Never too hot, never too cool. Green year round from consistent rainfall, Ireland is known for being comfortable in whatever season you visit. However, the weather can change quickly, so make sure to always have a raincoat and sunscreen on hand.
Peruse our quick guide to the best times to visit Ireland and the benefits of each season while planning your next big trip to the land of Eire.
Stretching from February to April, Ireland is at it’s greenest. Shoulder season for most travelers, Spring is a great period to experience the beauty of the Emerald Isle while avoiding most tourist crowds. Enjoy relative solitude as you look out over the Cliffs of Moher at the beautiful Altantic Ocean. If you’re a Game of Thrones fan, travel along the King’s Road through the Dark Hedges with a day trip from Dublin.
Dare to experience the revelry of St. Patrick’s Day in it’s home country? Expect large local crowds in Dublin come mid-March as this national festivals brings out the lively spirits of Ireland.
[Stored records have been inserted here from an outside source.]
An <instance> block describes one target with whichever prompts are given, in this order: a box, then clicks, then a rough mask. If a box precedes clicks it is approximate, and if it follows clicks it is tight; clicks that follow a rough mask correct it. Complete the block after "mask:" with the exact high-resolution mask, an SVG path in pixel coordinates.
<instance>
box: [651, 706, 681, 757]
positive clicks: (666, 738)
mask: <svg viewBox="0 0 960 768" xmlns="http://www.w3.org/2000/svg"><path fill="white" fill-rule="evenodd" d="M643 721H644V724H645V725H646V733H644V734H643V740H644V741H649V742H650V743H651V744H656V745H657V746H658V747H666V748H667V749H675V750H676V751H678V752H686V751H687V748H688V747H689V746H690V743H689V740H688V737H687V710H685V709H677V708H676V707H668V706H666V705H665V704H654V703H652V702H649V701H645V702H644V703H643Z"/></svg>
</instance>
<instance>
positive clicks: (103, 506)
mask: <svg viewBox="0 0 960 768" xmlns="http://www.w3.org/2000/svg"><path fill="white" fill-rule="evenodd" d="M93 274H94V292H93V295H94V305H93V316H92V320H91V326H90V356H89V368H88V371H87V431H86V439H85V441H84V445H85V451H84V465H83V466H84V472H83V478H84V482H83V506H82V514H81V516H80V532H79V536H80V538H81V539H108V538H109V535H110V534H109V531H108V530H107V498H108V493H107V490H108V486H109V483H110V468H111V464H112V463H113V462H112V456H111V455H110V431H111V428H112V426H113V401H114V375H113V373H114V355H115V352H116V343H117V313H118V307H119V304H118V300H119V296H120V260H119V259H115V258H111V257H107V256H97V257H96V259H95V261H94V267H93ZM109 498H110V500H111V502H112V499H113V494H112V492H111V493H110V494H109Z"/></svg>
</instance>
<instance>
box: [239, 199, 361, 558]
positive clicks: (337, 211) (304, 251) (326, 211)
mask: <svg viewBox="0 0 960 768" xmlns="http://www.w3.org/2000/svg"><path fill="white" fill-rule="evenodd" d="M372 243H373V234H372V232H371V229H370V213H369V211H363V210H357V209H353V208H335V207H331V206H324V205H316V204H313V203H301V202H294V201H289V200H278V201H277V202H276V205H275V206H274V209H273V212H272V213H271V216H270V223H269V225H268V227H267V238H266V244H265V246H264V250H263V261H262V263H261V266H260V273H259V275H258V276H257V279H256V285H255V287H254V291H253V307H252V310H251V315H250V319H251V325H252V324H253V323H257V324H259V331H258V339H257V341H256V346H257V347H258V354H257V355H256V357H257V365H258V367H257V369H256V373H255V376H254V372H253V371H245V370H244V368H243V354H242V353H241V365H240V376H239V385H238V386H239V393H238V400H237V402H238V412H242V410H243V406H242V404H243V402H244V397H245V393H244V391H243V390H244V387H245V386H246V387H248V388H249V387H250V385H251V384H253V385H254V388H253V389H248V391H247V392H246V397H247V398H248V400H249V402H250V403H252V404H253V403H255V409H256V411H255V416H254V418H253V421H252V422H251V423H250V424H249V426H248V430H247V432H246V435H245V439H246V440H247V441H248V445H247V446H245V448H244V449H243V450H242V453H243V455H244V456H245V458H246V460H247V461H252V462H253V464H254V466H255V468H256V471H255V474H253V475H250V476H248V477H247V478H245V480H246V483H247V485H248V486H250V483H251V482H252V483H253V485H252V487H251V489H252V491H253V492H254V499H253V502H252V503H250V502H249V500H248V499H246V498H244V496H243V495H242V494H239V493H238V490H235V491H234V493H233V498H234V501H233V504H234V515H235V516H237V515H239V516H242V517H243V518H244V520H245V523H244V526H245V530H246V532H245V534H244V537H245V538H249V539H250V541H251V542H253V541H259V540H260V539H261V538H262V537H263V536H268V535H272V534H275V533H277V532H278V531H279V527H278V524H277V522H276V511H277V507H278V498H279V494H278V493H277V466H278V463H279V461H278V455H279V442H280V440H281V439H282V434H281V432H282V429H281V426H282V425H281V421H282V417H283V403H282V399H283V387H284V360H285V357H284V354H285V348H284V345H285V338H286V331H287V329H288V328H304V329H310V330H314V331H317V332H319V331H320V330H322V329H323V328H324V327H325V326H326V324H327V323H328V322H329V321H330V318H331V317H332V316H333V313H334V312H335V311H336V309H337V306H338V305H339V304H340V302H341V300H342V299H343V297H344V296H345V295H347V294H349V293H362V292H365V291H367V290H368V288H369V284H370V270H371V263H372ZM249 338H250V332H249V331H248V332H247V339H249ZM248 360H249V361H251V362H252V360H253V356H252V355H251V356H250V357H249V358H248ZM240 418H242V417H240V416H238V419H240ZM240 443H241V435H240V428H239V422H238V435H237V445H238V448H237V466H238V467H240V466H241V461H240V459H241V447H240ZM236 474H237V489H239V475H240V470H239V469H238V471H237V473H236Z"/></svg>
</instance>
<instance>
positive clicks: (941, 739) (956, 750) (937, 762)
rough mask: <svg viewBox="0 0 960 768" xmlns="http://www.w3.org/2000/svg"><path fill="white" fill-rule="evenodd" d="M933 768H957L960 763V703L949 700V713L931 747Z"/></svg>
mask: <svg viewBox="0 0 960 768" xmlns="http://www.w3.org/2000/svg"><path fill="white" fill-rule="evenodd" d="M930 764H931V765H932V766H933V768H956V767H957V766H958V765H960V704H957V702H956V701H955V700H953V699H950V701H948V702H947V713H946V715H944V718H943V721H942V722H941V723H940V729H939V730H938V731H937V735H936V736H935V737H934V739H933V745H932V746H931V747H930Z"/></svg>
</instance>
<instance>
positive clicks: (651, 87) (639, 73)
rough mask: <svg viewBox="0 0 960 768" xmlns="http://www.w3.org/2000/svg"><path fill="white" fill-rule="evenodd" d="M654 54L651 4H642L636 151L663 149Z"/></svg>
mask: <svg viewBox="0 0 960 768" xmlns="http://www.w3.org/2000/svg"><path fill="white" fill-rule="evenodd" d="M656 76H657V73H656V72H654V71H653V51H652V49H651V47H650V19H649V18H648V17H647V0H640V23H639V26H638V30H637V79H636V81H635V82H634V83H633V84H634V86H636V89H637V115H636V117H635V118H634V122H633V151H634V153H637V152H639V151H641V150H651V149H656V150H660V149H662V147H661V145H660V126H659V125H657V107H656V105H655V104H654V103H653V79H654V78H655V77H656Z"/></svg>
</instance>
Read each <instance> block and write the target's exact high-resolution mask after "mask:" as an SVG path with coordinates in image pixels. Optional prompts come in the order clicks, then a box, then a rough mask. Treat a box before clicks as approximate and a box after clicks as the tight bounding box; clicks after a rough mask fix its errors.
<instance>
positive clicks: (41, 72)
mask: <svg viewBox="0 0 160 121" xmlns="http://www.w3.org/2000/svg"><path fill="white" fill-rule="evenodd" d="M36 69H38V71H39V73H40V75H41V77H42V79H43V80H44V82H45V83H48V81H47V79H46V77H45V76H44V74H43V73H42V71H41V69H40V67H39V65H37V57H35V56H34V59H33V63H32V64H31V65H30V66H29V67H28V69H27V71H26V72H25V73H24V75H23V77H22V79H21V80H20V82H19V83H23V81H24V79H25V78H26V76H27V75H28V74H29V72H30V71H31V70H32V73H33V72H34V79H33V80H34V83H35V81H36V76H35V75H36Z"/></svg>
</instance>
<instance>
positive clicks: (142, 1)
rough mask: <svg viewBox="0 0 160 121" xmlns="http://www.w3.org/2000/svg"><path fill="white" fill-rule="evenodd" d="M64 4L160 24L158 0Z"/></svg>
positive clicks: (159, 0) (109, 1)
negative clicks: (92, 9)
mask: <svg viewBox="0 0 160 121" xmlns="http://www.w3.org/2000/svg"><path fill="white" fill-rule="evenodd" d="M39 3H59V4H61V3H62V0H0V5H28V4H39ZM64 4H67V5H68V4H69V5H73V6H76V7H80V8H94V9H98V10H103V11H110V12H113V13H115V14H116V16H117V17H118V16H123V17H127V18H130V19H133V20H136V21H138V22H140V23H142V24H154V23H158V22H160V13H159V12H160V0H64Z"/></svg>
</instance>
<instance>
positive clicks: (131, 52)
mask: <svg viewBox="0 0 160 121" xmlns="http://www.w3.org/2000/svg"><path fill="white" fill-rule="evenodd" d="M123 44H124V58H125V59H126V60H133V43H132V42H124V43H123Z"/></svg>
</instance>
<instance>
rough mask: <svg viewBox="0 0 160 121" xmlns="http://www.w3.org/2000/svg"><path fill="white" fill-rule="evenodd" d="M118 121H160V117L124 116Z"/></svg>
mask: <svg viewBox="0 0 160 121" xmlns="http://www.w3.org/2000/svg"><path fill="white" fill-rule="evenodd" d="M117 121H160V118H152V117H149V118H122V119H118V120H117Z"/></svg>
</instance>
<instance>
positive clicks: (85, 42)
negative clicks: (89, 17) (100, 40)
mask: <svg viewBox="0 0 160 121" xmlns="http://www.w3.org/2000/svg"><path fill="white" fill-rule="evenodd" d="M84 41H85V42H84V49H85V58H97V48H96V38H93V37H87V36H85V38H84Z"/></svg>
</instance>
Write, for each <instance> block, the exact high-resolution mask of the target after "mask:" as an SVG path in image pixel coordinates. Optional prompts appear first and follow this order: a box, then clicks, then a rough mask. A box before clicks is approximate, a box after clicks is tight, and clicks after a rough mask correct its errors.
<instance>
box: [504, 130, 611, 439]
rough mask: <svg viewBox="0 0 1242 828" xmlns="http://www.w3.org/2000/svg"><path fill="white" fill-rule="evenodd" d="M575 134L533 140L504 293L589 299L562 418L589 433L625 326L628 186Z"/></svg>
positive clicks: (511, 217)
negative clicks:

If you’re looking for a more relaxing visit, take in the beauty of nature with the Burren in Bloom Spring Festival.
Peak travel season runs from May to July, drastically increasing hotel prices and airfare to the Emerald Isle. Despite this, Summer is a beautiful time to experience Ireland, so dodge the big cities and get out into nature with a camping trip or self-drive itinerary.
The Wild Atlantic Way will be crowded at the hot-spots, but it’s such an expansive route that you can enjoy a variety of off-the-beaten path attractions.
You can also get away from the mainland with a visit to the Aran Islands, a stunning trio of islands featuring natural and archaeological wonders. This is also the last major season to visit Skellig, the island made famous by in Star Wars VIII: The Last Jedi.
Combine nature and music at Sea Sessions, a fantastic Summer music festival in June that celebrates 3 days of sun, surf, and music!
Summer is also the season of literary festivals, celebrating Ireland’s rich literary history, from Oscar Wild to James Joyce. Make sure to slip in Belfast for a variety of events come June, including the Belfast Book Festival.
Autumn colors settle in between August and October, turning the Emerald Isle a shade of bronze. With the Summer crowds trickling away, this shoulder season lets you really experience the major cities, from Dublin to Belfast. Brook a roomy pair of pants to enjoy the harvest spoils with a series of delicious and tantalizing food festivals.
Enjoy the Autumn leaves in Phoenix Park, Dublin, or take to the countryside with a rental car on a fall foliage road trip. Surfers will also love this season as the Altantic swells bring the best waves to Ireland’s shores.
Don’t forget to pack a costume, as Ireland is the home of both Bram Stoker and Halloween, making it one of the spookiest countries to visit.
Though the temperature drops throughout Ireland, the Emerald Isle still enjoys comfortable weather, so long as you pack some mittens and a jacket. Take this time to enjoy low prices at most major city hotels, enjoying city breaks in Dublin and Belfast while warming up in charming pubs or strolling through Christmas markets.
If you’re okay with daring the cold, head out to Connemara National Park, where you can enjoy panoramic views of this snow covered park from Diamond Mountain and explore Kylemore Abbey with few crowds.
Those looking for a spiritual experience should definitely head to Bru na Boinne for the Winter Solstice. Stick around into late January for TradFest, one of Ireland’s largest music festivals to experience traditional music.